Thumbthings to Consider



So, I went to the orthopedist to find out why my thumb was not working properly and was told that I have texting thumb, even though I don’t text much.  My problem comes from crocheting too much.  So I guess you could say I have crotch thumb. Not only does it hurt, but it prevents me from accomplishing many tasks.  Let me list them (cause you know how I love my lists).



  • Since I can’t use my thumb when I hitchhike, I have to expose my leg which is a bit unattractive with my knee high hose engorged under my kneecap.  Sadly, my thumb is the sexiest part of my body.
  • No more sucking of the thumb.  I tried using my big toe, but pulled out my back in the process.
  •  Have you ever tried pulling your pants up without the use of your thumb?  Not a pretty site.  You think you have it made and then they slide back down again.  Although I would still have problems even if I had 10 thumbs. It’s getting the damn things over the hips that is the obstacle. I am working on training my pants to jump up, but I haven’t found the right incentive yet.  Maybe I could train my big toe to help cause it obviously isn’t doing anything right now.
  • Try and latch a necklace without the use of your thumb.  If I can get one on, I can’t get it off.  And without someone to help, I now have 18 necklaces on and can’t lift my head up straight due to the weight. 
  • Forget about buttons.  If I can’t pull it over my head or pull it up, it doesn’t go on my body.  I have been known to have to sleep in my clothes and my coat.  The EMT’s just laugh at me and 911 won’t answer my calls any longer.
  • This ailment hasn’t affected my driving.  I don’t use my hands for that anyway.
  • You might think my typing would be affected since you need a thumb to depress the space bar.  But I’m Jewish, so I just use my nose.  And then, I still have that unemployed big toe as a possibility.
  • No more “thumbs up” for me when something goes right.  The only finger that someone recognizes instantly is my middle finger and somehow I don’t get the same response when I smile and say “atta girl/guy” and give them that finger. 
  • I can’t hold my toothbrush so I just don’t brush my teeth anymore. Tried using the big toe again, but fell on the floor and you don’t want to know where the toothbrush ended up.



Well, my big toe, back and thumb are all throbbing now  (not to mention where my toothbrush ended up), so I’ll end my list and say “atta girl/guy for reading my blog.  I’m sending you a big smile and giving you Maxine’s version of a “thumbs up”.   


Friday, January 27, 2012

The Case of the Missing Panties




I was wondering where those panties went!  Sadly, they look better on her than on me.  From the back, it's actually hard to tell us apart.
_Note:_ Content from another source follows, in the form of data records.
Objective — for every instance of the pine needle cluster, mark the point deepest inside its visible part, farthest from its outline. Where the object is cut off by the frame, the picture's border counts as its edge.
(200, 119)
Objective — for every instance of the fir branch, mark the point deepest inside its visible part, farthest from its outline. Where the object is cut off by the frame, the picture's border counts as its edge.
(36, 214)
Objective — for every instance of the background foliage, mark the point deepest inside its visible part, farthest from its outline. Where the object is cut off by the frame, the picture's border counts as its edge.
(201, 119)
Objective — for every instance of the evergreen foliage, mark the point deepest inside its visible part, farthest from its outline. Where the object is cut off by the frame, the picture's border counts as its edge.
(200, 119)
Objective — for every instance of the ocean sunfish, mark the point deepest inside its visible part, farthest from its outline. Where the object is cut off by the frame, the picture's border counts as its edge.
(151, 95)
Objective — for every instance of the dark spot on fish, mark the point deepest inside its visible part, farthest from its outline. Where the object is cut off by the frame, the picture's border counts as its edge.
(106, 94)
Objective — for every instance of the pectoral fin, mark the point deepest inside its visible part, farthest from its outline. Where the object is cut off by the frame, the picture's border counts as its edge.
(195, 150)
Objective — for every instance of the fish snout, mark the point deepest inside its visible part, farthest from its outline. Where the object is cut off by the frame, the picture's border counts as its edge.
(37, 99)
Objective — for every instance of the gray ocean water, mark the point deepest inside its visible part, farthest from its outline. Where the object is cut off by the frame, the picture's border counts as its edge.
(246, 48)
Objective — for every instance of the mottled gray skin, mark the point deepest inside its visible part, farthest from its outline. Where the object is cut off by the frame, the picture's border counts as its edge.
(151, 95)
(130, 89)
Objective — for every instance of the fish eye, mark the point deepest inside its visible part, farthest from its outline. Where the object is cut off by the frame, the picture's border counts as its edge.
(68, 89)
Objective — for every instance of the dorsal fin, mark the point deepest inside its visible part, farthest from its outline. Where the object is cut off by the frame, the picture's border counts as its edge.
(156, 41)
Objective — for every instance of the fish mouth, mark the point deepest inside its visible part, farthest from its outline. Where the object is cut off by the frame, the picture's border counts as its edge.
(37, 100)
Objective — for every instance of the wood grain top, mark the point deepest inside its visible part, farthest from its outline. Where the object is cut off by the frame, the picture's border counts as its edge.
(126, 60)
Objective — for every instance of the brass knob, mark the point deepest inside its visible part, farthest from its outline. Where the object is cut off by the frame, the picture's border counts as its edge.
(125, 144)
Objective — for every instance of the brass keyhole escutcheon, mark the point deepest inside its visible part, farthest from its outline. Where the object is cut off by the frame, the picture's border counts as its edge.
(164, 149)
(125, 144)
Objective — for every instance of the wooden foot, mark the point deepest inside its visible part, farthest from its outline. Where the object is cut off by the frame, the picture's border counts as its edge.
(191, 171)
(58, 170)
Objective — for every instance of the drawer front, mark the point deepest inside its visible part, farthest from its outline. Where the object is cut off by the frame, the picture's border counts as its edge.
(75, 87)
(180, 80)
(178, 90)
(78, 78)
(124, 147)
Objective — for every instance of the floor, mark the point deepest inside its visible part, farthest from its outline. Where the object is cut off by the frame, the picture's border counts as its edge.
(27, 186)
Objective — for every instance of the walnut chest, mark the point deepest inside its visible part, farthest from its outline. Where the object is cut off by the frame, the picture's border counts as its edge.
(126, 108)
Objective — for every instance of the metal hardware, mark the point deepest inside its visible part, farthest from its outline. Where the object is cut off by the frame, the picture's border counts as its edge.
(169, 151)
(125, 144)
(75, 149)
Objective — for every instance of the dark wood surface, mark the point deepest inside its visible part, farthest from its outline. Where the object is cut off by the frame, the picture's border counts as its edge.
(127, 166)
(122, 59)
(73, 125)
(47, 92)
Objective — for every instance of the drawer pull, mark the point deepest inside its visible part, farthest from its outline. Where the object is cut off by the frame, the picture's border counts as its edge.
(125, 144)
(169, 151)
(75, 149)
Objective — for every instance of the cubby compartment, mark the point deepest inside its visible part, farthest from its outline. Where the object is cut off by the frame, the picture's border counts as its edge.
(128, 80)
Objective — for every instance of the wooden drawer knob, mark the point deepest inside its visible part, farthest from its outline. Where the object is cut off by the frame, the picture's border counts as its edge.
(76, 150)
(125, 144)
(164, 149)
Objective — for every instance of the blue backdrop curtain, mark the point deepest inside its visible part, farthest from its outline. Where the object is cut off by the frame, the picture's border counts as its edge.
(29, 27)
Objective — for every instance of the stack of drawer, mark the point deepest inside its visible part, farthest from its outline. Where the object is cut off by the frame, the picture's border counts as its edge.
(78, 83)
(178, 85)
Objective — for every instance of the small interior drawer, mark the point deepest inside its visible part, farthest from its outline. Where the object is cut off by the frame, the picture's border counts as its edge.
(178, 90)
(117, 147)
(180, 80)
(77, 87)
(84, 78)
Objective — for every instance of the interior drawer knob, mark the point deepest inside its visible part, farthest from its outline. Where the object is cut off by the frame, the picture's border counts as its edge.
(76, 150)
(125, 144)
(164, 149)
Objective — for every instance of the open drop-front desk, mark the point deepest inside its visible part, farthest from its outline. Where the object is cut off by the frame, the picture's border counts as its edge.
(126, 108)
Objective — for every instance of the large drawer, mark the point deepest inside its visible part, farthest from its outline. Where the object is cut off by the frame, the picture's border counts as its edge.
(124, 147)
Well, I'm the one with the nose job.  I guess that's what you get for letting someone horn in on your favorite things.  From now on, no more nice guy/girl/rhino...whatever.  You should have seen her in my baby doll pajamas.  And now they are missing too!  You just never know about jungle animals.  It looks like I will be looking for a new friend.  One that doesn't wear the same size that I do.